Dans l’Est du Tibet, sur des plateaux situés en moyenne à 4.500 m d’altitude avec des sommets à 6 000 mètres où, en février, la moyenne est de -18°C, -25°C le matin et parfois -35°C , le photographe Vincent Munier entraîne l’écrivain Sylvain Tesson dans sa quête de la panthère des neiges. Il l’initie à l’art délicat de l’affût, à la lecture des traces et à la patience nécessaire pour entrevoir les bêtes. En parcourant les sommets habités par des présences invisibles, les deux hommes tissent un dialogue sur notre place parmi les êtres vivants et célèbrent la beauté du monde.
Ce voyage a inspiré le livre de Sylvain Tesson La Panthère des neiges (Gallimard 2019), récompensé du Prix Renaudot 2019. L'adapation cinématographique réalisé
Avec Sylvain Tesson, Vincent Munier et Léo-Pol Jacquot, assistant-réalisateur, Marie Amiguet a fait deux séjours de trois semaines sur place (sans compter les voyages) en 2017 et 2019, filmant le célèbre photographe animalier sur les traces de la panthère. C'est aussi une rencontre « au sommet » entre l’écrivain à la faconde facile et Vincent Munier, le silencieux maître de l’affût qui avait rapporté beaucoup de matière lors de ses précédents voyages au Tibet. Ont été rajoutés quelques plans réalisés pendant le deuxième séjour, en particulier pour la scène des ours. La réalisatrice s'attache à filmer les deux aventuriers notamment quand l’appareil de Vincent photographie les images animalières. S'intercale une rencontre des nomades mais le questionnement principal est la prise de conscience du peu de place qu’on laisse aujourd’hui au monde sauvage.
L'apparition de la panthère des neiges joue presque contre le film. Elle fait partie de ces espèces si emblématiques qu’elles pourraient occulter toutes les autres. D’où le choix du dernier plan, qui se porte sur un simple petit rouge-queue, afin de rappeler que la faune doit être préservée dans son intégralité. Reste que ce félin impassible, qui observe de haut sans se manifester, fait figure de vigie silencieuse au sommet d’un monde qui s’abîme. Elle est l’emblème de toute cette diversité (animale, mais aussi culturelle) qui disparaît, entraînée dans les bouleversements de notre époque.

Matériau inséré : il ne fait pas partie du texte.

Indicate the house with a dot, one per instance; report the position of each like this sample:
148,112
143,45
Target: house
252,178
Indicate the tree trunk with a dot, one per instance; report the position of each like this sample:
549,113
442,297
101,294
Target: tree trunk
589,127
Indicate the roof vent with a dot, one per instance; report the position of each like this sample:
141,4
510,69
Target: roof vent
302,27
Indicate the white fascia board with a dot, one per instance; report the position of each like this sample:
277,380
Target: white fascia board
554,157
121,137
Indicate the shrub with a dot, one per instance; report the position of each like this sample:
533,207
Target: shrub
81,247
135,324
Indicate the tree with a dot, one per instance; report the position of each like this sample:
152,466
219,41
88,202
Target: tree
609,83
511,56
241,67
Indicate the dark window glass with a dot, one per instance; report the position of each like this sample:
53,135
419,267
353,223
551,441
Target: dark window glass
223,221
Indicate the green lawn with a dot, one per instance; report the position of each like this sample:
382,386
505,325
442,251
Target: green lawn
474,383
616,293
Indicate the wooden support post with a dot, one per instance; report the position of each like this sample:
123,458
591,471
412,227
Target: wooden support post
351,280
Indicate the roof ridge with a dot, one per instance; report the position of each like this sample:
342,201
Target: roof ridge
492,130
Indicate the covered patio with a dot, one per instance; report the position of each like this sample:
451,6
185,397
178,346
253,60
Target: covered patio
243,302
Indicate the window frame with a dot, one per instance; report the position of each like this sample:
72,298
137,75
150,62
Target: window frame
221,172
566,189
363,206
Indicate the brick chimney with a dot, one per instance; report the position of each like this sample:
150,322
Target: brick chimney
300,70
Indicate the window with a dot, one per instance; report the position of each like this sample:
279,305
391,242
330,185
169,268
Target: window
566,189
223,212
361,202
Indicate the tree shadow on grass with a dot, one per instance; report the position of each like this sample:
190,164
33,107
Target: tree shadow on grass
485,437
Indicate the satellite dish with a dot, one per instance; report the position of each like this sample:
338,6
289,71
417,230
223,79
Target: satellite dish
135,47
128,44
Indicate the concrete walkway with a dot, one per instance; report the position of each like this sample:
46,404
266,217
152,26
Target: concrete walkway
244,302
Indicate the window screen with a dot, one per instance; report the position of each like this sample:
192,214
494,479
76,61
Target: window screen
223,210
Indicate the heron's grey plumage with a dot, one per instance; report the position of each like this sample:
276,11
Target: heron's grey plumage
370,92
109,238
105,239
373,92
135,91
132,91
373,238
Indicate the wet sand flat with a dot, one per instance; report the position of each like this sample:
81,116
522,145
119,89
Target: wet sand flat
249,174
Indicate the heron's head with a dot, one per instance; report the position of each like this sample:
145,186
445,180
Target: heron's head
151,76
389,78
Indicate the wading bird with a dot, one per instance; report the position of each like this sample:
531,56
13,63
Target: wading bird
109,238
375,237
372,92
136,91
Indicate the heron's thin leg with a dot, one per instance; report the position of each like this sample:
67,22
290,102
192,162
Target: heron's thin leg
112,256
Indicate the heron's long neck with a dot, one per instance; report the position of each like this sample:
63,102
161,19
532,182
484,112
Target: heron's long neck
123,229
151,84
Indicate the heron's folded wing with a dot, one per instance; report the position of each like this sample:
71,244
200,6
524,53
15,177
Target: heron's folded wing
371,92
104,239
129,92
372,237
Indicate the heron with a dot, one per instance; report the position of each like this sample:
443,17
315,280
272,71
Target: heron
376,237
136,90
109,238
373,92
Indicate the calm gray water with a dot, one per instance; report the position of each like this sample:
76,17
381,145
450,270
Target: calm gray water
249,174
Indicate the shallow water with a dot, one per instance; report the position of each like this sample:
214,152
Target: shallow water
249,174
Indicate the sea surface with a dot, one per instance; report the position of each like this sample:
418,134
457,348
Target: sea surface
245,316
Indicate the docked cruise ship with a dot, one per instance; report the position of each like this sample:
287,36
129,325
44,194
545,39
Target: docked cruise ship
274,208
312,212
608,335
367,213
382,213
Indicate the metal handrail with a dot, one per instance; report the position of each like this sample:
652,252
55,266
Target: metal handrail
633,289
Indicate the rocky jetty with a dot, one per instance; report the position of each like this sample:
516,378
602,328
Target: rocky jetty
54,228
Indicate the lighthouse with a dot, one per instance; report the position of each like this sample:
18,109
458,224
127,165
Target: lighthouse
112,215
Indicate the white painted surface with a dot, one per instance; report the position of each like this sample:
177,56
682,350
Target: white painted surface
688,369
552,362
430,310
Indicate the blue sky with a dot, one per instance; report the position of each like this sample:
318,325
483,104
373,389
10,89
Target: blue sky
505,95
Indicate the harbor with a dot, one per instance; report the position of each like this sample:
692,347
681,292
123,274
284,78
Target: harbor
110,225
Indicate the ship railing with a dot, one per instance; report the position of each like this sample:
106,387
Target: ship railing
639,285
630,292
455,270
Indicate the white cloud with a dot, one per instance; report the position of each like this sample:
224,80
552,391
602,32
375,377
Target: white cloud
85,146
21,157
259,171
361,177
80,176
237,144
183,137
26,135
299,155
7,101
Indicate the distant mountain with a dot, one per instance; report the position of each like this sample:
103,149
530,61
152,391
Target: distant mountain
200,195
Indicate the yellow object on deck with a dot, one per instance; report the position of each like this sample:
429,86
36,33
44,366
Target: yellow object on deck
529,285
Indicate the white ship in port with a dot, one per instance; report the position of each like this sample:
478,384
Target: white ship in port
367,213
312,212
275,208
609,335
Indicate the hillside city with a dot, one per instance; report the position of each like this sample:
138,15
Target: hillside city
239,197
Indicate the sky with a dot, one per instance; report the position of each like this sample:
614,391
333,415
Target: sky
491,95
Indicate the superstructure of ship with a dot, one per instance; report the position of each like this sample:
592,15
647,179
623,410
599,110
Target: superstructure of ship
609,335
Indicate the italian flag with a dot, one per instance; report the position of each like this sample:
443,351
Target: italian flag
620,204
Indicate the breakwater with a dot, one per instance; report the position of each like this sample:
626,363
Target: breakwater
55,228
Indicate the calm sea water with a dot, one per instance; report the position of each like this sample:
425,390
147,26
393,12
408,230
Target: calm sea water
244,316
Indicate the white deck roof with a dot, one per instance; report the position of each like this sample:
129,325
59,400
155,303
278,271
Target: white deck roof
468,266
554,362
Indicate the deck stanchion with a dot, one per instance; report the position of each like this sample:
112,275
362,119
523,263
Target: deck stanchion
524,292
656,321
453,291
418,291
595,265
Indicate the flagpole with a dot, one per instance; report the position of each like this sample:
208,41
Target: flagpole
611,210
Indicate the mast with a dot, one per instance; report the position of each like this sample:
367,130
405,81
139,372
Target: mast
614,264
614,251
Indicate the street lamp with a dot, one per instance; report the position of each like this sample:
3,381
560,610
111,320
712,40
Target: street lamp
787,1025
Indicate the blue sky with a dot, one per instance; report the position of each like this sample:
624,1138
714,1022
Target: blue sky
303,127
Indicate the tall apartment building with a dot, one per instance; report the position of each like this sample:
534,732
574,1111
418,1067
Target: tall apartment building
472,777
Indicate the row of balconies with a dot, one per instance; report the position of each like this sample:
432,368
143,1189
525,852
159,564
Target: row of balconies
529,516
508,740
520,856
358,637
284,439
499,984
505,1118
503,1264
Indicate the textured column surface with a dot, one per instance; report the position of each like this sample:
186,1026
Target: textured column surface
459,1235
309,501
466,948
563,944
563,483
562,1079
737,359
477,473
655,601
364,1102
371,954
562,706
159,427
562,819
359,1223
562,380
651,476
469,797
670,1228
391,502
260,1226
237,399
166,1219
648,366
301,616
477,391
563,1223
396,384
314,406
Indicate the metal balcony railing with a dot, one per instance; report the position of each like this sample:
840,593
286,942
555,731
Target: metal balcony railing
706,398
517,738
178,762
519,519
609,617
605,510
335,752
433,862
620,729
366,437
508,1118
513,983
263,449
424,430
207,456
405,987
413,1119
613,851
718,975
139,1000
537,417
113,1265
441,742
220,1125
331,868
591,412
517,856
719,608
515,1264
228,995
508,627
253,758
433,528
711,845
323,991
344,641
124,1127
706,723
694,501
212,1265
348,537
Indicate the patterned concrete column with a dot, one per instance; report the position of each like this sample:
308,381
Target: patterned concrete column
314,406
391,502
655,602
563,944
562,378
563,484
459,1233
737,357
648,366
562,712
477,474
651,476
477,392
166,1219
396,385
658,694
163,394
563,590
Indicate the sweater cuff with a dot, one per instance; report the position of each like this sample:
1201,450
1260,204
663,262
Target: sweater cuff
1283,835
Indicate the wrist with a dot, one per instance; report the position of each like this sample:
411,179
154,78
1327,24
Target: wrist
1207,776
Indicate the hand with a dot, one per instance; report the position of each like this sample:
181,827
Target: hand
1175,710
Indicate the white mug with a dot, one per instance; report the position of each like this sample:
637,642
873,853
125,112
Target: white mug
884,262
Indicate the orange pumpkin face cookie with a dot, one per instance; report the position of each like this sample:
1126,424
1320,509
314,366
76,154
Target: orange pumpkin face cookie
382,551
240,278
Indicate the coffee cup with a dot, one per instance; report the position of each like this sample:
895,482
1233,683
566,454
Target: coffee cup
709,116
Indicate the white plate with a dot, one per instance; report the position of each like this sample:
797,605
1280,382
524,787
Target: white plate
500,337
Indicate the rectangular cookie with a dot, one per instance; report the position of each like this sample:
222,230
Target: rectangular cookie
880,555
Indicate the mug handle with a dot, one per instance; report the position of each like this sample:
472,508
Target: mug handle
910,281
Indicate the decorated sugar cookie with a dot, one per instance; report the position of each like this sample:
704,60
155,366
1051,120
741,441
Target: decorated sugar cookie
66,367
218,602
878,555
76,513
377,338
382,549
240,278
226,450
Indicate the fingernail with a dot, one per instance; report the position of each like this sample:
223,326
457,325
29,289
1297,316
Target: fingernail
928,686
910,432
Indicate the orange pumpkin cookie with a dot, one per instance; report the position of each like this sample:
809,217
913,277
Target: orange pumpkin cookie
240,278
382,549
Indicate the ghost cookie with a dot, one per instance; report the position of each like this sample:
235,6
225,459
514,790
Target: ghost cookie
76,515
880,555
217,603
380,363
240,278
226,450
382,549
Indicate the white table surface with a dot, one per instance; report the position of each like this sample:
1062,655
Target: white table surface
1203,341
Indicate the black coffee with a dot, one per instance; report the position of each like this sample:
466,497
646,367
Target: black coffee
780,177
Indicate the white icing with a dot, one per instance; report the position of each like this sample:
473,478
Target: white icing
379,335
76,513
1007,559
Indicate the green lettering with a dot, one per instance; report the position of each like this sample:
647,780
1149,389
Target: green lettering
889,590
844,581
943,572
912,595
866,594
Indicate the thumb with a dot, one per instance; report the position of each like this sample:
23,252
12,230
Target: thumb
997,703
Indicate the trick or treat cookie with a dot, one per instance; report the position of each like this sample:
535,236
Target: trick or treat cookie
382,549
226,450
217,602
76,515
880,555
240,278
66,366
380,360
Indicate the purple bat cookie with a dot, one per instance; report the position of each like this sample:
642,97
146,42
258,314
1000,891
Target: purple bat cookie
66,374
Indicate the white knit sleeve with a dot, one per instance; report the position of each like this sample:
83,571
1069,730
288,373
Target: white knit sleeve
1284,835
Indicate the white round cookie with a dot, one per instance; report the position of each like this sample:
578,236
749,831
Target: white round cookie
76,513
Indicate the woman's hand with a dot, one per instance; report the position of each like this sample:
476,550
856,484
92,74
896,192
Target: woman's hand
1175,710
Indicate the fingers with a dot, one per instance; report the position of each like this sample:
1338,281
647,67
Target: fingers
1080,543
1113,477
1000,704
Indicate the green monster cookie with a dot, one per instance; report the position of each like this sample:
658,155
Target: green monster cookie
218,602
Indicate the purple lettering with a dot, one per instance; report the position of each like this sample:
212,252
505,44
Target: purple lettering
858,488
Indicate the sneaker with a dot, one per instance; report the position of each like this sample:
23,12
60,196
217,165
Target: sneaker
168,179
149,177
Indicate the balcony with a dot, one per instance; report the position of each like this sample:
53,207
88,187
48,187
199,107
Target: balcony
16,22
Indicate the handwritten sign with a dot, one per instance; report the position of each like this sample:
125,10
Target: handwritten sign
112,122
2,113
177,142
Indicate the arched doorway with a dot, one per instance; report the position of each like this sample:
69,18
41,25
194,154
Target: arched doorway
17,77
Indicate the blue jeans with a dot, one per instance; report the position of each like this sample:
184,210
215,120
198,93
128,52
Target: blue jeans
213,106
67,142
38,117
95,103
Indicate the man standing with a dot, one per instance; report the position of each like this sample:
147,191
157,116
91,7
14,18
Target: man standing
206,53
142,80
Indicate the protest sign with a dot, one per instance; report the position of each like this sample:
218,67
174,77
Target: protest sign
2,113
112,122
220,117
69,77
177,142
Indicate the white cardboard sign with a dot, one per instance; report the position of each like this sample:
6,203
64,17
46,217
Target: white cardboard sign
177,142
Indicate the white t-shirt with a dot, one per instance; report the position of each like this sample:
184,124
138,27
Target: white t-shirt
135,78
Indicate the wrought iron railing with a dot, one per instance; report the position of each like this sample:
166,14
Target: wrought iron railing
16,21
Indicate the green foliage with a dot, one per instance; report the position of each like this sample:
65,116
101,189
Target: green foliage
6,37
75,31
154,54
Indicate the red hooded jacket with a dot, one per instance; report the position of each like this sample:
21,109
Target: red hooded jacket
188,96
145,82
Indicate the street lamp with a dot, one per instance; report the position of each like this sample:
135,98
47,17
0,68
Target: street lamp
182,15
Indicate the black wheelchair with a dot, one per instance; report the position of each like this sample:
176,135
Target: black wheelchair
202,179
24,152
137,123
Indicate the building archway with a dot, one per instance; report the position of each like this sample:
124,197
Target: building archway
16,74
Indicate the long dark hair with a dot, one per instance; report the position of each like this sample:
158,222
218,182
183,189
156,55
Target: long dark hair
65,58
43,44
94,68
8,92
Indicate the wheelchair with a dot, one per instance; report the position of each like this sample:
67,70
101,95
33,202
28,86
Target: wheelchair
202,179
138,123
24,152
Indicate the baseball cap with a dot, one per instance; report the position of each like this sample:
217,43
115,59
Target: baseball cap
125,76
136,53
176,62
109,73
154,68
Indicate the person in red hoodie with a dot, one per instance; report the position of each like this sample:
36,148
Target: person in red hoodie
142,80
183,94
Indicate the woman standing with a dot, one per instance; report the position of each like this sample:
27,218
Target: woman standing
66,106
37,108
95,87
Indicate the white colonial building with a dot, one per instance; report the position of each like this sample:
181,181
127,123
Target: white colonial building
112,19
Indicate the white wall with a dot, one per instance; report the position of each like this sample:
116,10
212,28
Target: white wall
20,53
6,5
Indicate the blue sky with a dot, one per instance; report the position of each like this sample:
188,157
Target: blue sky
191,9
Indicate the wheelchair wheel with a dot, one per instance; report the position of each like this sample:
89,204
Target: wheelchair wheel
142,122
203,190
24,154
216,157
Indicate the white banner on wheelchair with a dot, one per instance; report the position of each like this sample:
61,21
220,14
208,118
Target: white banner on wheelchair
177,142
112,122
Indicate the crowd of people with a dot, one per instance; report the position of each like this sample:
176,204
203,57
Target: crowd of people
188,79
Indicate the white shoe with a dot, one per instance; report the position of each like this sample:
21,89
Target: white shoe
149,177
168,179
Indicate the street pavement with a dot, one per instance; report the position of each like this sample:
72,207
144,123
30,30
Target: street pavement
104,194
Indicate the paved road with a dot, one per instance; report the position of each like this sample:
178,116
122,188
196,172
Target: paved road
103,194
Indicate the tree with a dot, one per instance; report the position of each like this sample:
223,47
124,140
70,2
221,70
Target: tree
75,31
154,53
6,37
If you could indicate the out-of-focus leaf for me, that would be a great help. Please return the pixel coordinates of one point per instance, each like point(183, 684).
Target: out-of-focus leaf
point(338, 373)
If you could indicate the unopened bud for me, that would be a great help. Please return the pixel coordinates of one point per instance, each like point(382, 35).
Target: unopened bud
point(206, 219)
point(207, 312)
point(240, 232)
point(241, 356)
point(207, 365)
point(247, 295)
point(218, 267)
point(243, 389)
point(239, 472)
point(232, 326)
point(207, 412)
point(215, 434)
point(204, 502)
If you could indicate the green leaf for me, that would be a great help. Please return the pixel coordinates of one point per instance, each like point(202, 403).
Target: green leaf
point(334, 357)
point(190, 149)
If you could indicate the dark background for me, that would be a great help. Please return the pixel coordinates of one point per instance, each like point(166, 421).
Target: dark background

Les yacks et les ours donnent aussi lieu aux réflexions de SylvainTesson : "C’étaient des totems envoyés par-delà les âges, ils étaient lourds, puissants, silencieux, immobiles, si peu modernes. C’étaient les vaisseaux du temps arrêté. La préhistoire pleurait et chacune de ses larmes était un yack [...] Voir une bête sauvage revenait à coller son œil à un judas magique. C’était la vue d’un monde que nous pouvions étudier, photographier, décrire, comprendre peut-être, détruire sûrement, mais avec qui il nous était interdit de communiquer depuis que le destin nous avait expulsés de cet âge d’or où bêtes, hommes et dieux menaient une conversation commune [...] Ces heures de vigie se situaient aux antipodes de mon carnaval de voyageur. Jusqu’alors je butinais mes passions désordonnées et menais le train d’une vie hâtive. Je multipliais les voyages, sautant de l’avion pour prendre le train et glapissant de conférence en conférence que l’homme aurait tout intérêt à cesser de s’agiter"" comme de Vincent Munier : " C’est vraiment des respirations d’aller dans des endroits comme ça. C’est un peu une fuite, finalement. Avec ces voyages je vais dans une nature qui n’a pas été bouleversée… Où l’homme n’a pas encore mis sa grosse griffe. Autour de ma maison, l’évolution est hallucinante, en l’espace de vingt ans. On n’a aucunement respecté le vivant. Ne serait-ce qu’un bel arbre, un chêne qui trône au milieu d’un champ, les haies… J’ai pu voir que tout s’est détérioré. C’est un sentiment assez viscéral […]. Quand tu vois que le monde part en décrépitude, c’est intérieur, ça te fait super mal."